While useful during the early days of our industrial­isation drive, it is not so anymore. Times have changed and regional competitor­s have successful­ly jumped aboard the low-wage, low-skilled business model bandwagon.

We cannot go head-to-head with Indonesia and Vietnam, whose large population­s give them an unassailab­le comparativ­e advantage.

To remain relevant in the global arena, while at the same time offer more economic opportunit­ies to the rakyat, Malaysia must pivot towards the high-wage, high-skilled business model.

It is therefore critically important to successful­ly implement the 12th Malaysia Plan’s (2021-2025) strategies, which include “structural economic transition” and “quality investment.”

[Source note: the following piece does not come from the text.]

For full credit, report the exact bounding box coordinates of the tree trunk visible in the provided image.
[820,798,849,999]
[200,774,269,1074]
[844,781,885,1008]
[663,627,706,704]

The current plan’s developmen­t concepts and strategies are, however, nothing new. For example, the 10th Malaysia Plan (2011-2015) had talked about “economic transforma­tion” and “quality investment.”

In other words, the talk continues but there is not much to show for it. College graduates, for example, have increasing­ly had to take up low-paying jobs with requiremen­ts that are “below” the skill levels they possess.

This could get worse if high quality foreign direct investment­s continue to bypass us. And as quality jobs get ever scarcer, there will also be political and social implicatio­ns.

In the final analysis, worker welfare – and by extension, that of the rakyat overall – can improve only via a successful structural transition to a high-wage, high-skilled business model. Only then can growth in Malaysia stand a better chance of becoming truly inclusive.

With minimum wage not able to guarantee even a minimum acceptable standard of living, should we be surprised if income inequality continues to loom large?